By Dave Sebastian
Coca-Cola Co. reported higher sales that beat analysts' estimates, and said it was working with Chinese authorities to reopen factories that faced extended downtime amid the country's health crisis.
Fourth-quarter sales rose 16% from a year earlier to $9.07 billion. Analysts polled by FactSet had expected $8.88 billion.
The beverage giant on Thursday said organic revenue growth, which excludes the effect of currency swings, acquisitions and divestitures, was 7%. Unit case volume increased 3% for the quarter, led by growth in emerging markets.
Chief Executive James Quincey said the company, "under the auspices of the Chinese government," is reopening some manufacturing facilities to distribute its product in a way that wouldn't contribute to the coronavirus outbreak in the country. The plants closed at the start of the Lunar New Year, and the government has asked businesses to remain closed as it extended the Lunar New Year holiday through Feb. 9.
"While our business is closed for the extended holiday, we are able to continue some operations, where needed, with permission from local authorities," a Coke spokesman said in an email.
"It's way too early to tell what the impact in the short term is," Mr.
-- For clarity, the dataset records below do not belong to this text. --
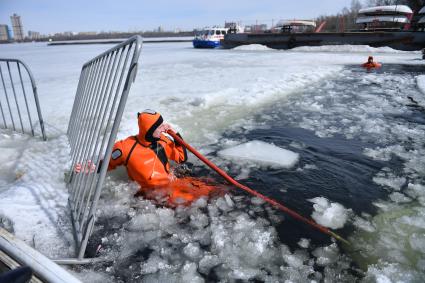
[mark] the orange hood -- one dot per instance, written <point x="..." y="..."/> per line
<point x="149" y="121"/>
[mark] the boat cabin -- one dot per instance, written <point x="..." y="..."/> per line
<point x="294" y="26"/>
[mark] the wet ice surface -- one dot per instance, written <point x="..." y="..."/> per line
<point x="33" y="197"/>
<point x="359" y="145"/>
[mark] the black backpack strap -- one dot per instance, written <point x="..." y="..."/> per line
<point x="160" y="153"/>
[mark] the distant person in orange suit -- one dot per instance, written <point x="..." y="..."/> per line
<point x="370" y="64"/>
<point x="147" y="156"/>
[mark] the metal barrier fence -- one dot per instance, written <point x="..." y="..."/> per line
<point x="19" y="112"/>
<point x="99" y="103"/>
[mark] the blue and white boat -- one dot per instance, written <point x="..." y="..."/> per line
<point x="209" y="37"/>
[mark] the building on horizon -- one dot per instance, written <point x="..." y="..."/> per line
<point x="5" y="33"/>
<point x="18" y="29"/>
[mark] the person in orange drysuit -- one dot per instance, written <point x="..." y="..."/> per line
<point x="147" y="156"/>
<point x="371" y="64"/>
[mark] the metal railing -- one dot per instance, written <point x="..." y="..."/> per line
<point x="98" y="107"/>
<point x="19" y="112"/>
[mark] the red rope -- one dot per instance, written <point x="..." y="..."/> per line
<point x="255" y="193"/>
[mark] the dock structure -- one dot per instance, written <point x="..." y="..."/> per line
<point x="400" y="40"/>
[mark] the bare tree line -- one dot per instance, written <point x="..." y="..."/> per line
<point x="345" y="20"/>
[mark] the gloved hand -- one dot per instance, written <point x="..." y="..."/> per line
<point x="89" y="167"/>
<point x="163" y="128"/>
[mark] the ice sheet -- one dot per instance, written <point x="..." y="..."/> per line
<point x="203" y="93"/>
<point x="252" y="47"/>
<point x="329" y="214"/>
<point x="262" y="153"/>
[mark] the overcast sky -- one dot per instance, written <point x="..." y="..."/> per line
<point x="50" y="16"/>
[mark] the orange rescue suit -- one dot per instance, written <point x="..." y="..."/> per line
<point x="147" y="161"/>
<point x="145" y="157"/>
<point x="370" y="64"/>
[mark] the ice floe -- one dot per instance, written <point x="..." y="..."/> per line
<point x="262" y="153"/>
<point x="329" y="214"/>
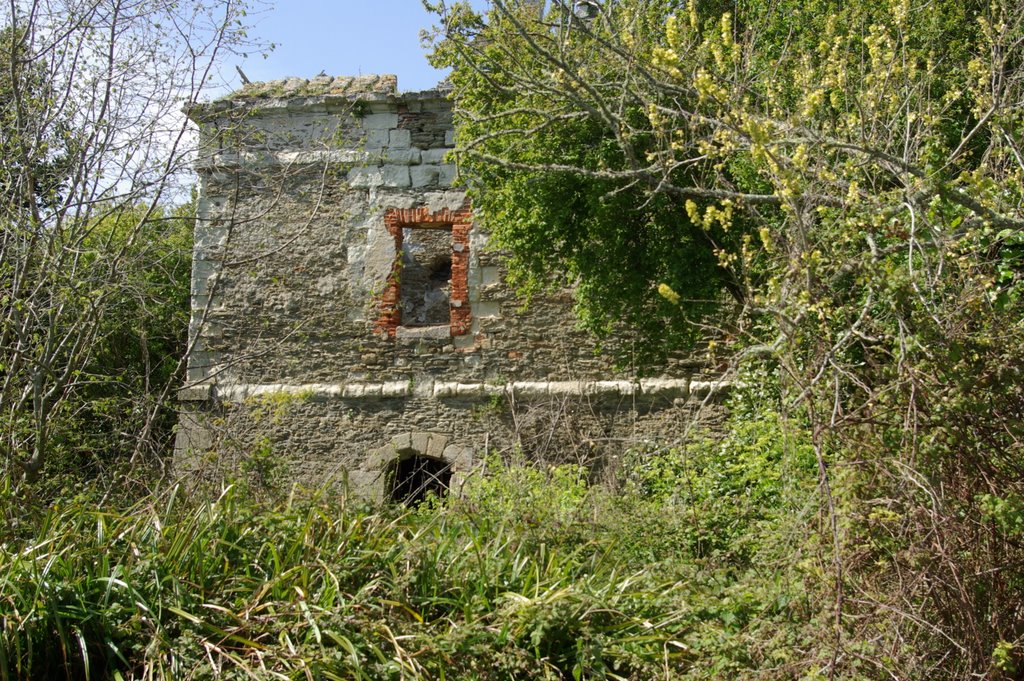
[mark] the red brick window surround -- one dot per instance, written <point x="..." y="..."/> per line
<point x="397" y="220"/>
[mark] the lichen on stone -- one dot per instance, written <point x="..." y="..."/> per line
<point x="318" y="86"/>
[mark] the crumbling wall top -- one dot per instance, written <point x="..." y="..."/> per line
<point x="320" y="86"/>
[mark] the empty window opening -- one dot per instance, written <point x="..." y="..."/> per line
<point x="413" y="478"/>
<point x="426" y="277"/>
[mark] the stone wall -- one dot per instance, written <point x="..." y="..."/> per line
<point x="347" y="312"/>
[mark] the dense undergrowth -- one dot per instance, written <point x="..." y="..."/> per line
<point x="531" y="573"/>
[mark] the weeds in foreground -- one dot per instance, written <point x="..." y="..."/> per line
<point x="530" y="575"/>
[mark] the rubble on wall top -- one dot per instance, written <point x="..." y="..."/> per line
<point x="318" y="86"/>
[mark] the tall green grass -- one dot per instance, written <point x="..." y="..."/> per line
<point x="529" y="575"/>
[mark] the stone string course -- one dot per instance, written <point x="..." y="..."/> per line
<point x="306" y="186"/>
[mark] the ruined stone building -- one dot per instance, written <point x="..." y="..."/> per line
<point x="350" y="325"/>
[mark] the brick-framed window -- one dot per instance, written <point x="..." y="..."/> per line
<point x="403" y="225"/>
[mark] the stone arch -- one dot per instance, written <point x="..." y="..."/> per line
<point x="430" y="456"/>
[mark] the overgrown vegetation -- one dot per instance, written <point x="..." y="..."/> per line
<point x="530" y="575"/>
<point x="829" y="192"/>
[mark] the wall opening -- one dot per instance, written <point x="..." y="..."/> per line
<point x="425" y="284"/>
<point x="413" y="478"/>
<point x="428" y="288"/>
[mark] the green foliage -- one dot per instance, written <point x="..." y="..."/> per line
<point x="849" y="172"/>
<point x="526" y="576"/>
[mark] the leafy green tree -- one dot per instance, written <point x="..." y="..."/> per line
<point x="845" y="180"/>
<point x="92" y="143"/>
Quincey told analysts, adding that Coke's offices in the country remain closed. China accounts for about 10% of the Atlanta-based company's global sales volume, he said.
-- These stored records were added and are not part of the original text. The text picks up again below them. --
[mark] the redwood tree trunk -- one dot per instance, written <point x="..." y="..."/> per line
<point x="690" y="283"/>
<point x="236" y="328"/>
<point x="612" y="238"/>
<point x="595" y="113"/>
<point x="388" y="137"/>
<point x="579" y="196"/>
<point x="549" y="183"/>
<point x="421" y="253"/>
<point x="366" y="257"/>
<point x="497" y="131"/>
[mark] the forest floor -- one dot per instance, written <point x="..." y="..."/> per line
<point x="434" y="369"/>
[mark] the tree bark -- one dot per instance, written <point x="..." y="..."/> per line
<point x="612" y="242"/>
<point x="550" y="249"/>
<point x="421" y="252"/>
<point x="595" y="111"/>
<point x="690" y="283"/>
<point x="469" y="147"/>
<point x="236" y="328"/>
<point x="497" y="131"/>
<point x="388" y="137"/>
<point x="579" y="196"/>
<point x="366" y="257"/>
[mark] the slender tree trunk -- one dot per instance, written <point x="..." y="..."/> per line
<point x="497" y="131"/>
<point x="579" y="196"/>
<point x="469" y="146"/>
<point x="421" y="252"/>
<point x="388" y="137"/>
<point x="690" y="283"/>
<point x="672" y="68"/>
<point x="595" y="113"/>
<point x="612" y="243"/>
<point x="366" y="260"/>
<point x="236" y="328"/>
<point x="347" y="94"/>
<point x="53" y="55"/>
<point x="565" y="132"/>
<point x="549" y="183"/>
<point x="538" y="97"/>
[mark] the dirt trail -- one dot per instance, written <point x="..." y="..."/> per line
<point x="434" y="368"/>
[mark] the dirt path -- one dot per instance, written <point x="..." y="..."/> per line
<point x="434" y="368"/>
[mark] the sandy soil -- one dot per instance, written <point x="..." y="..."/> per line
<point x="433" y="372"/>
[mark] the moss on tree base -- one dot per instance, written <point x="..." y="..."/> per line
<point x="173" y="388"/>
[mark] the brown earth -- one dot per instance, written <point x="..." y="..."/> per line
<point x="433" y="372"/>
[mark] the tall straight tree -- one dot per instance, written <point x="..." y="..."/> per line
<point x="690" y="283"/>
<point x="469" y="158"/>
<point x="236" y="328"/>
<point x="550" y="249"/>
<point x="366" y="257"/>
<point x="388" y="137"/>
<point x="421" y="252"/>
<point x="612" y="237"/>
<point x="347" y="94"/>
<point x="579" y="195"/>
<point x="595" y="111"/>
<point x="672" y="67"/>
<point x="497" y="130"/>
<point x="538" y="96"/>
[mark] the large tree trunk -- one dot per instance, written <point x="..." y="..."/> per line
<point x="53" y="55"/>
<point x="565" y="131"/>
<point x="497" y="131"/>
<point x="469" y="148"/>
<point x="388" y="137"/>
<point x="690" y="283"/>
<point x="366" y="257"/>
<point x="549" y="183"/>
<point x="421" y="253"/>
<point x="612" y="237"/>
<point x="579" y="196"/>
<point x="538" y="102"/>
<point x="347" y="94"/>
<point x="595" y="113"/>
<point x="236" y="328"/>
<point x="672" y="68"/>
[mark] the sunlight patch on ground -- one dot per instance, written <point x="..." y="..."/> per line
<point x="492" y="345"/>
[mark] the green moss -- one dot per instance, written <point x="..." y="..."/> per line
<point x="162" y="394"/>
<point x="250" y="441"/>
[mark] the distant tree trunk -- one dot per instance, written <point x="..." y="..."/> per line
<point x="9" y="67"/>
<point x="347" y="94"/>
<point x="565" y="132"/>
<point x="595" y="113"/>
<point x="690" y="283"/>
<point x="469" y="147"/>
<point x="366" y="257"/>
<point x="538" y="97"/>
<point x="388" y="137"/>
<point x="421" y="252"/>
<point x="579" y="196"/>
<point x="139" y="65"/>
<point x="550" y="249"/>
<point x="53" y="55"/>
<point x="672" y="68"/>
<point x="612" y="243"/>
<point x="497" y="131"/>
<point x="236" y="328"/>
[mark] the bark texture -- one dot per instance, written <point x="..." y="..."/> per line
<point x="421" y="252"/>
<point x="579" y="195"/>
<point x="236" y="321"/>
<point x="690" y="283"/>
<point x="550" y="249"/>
Coke shares rose 3.3% Thursday.
Unit case volume, or the number of 24 8-ounce servings of finished beverage sold, of the company's carbonated soft drinks, which include its namesake brands as well as Fanta and Sprite, grew 3% for the quarter, led by growth in China, Brazil and Southeast Asia.
Unit case volume of water, enhanced water and sports drinks were up 2%, while tea and coffee volume grew 4%.
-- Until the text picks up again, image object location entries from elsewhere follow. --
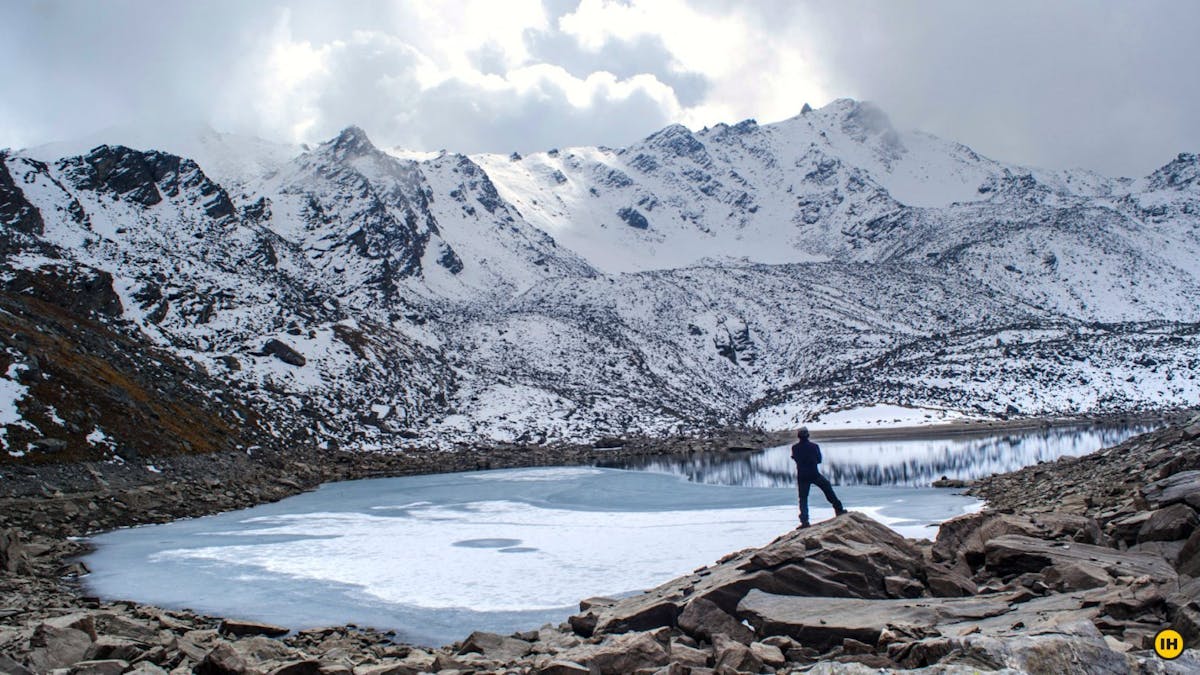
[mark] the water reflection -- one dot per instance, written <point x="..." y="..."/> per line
<point x="910" y="461"/>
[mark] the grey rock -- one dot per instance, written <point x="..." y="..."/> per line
<point x="1013" y="555"/>
<point x="1168" y="524"/>
<point x="107" y="647"/>
<point x="732" y="655"/>
<point x="619" y="655"/>
<point x="903" y="587"/>
<point x="1077" y="577"/>
<point x="393" y="668"/>
<point x="57" y="646"/>
<point x="563" y="668"/>
<point x="1188" y="559"/>
<point x="13" y="557"/>
<point x="243" y="628"/>
<point x="222" y="659"/>
<point x="145" y="668"/>
<point x="689" y="656"/>
<point x="111" y="623"/>
<point x="105" y="667"/>
<point x="847" y="556"/>
<point x="12" y="668"/>
<point x="305" y="667"/>
<point x="283" y="352"/>
<point x="1179" y="488"/>
<point x="825" y="622"/>
<point x="498" y="647"/>
<point x="702" y="619"/>
<point x="769" y="655"/>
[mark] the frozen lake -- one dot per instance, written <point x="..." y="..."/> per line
<point x="897" y="461"/>
<point x="437" y="556"/>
Coke has pushed to roll out new flavors and diversify its offerings in recent years. Late last year it launched a new flavored seltzer brand, Aha, with caffeinated versions. The company was a late entrant to the category that includes market-leading bubbly water LaCroix. In 2018, PepsiCo Inc. l aunched a competitor called Bubly.
Unit case volume was flat in North America despite 3% growth for its water, enhanced water and sports drinks. Volume for Coca-Cola Zero Sugar grew by a double-digit percentage, the company said.
In Europe, the Middle East and Africa, unit case volume rose 4%, driven by growth in Nigeria, North Africa, Turkey and Central and Eastern Europe. But operating income in the marketing region fell due to reduced bottler-inventory levels, Coke said, as European bottlers stocked up last year in advance of Brexit, which is due to take place Friday.
In Coke's Asia Pacific segment, unit case volume grew 2% despite weakness in China, where growth in sparkling-soft-drink sales was offset by the downsizing of certain water and juice products.
For its latest quarter, the company recorded earnings of $2.04 billion, or 47 cents a share, compared with $870 million, or 20 cents a share, a year earlier.
Adjusted earnings were 44 cents a share, meeting analysts' expectations.
For 2020, the company expects organic sales growth of about 5% and adjusted earnings of about $2.25 a share.
The current quarter will include the effect of the operational pause in China and also U.S. sales of Coca-Cola Energy, which became available this month after the company cleared a legal hurdle with Monster Beverage Corp. The beverage is available in about 45 markets, a spokesman said.
RBC Capital Markets analyst Nik Modi said Coke's management has been taking calculated risks and making quick decisions since Mr. Quincey became CEO in 2017, especially in making new products. The company grew sales in categories "no one thought could grow," Mr. Modi told The Wall Street Journal.
But the energy-drink market could be a tough market for Coke, Mr. Modi said. "It could be a nice niche, but I don't think this is going to be a really big part of the Coke franchise."
Mr. Modi said he doesn't expect the coronavirus outbreak to weigh on the company's earnings this quarter.
The outbreak of the severe acute respiratory syndrome, or SARS, nearly two decades ago didn't affect Coke that much "from a business point of view," Mr. Quincey said, adding that China's economy has since grown.